If surface tension uses perimeter and length to define, how can we use it to predict the surface a water droplet must take in 3D space? Often we say a water droplet takes spherical shape in zero gravity due to surface tension. However, to my knowledge surface tension is related to the length of the boundary over which the surface of the liquid is formed; yet a sphere is a closed surface, hence it has no boundary line. So how do we apply the concept of surface tension here?
 A: If you cut open a droplet from middle you can see

Here the boundary length is the circumference of the sphere=2πr.
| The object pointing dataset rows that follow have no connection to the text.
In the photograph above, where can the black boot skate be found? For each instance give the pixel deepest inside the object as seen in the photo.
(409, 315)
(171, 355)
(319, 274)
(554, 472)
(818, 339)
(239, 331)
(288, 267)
You can cut anywhere, but it is generally cut through middle for symmetry and easy calculations.
A: There is a way of defining surface tension $\Sigma$ as a force per unit length on the boundary of a surface, but that turns out not to be the most useful way of thinking about $\Sigma$.  This is similar to how pressure $P$ can be conceived in mechanics as a force per unit area, but in thermodynamics, we find that it is usually more useful to think of pressure as the quantity that appears in the First Law of Thermodynamics, $dU=dQ-P\,dV$.  This makes it possible to redefine pressure as a partial derivative,
$$P=-\left(\frac{\partial U}{\partial V}\right)_{S}.$$
(The appearance of entropy $S$. here is because we need to specify that this is derivative is taken during an adiabatic process, with no heat transfer $dQ=T\,dS=0$.)
Surface tension plays the same role as $-P$ in a two-dimensional system like a surface.  The differential work associated with a surface tension is $dW=\Sigma\,dA$, where $dA$ is the differential change in surface area.  (The difference in sign between this equation and $dW=-P\,dV$ for a fluid arises from the fact that pressure wants to expand the volume of a fluid, but surface tension wants to shrink the area of a surface.  For a one-dimensional system, like a rope of spring, with a tension ${\cal T}$, stretched by a distance $d\ell$, the differential work is $dW={\cal T}\,d\ell$, which is nothing more than the Work-Energy Theorem.)  So we can think of the $\Sigma$ as the rate at which the energy increases as he increase the surface area adiabatically,
$$\Sigma=\left(\frac{\partial U}{\partial A}\right)_{S}.$$
With this notion of surface tension, it is easy to see that if you start with a spherical drop of water and start to deform it (while keeping the volume constant), the area will necessarily increase by an amount $dA$.  This is associated with an energy cost $\Sigma\,dA$, so the sphere (since it is the most compact configuration, with the smallest surface area to volume) is the lowest-energy, hence equilibrium, state of the drop.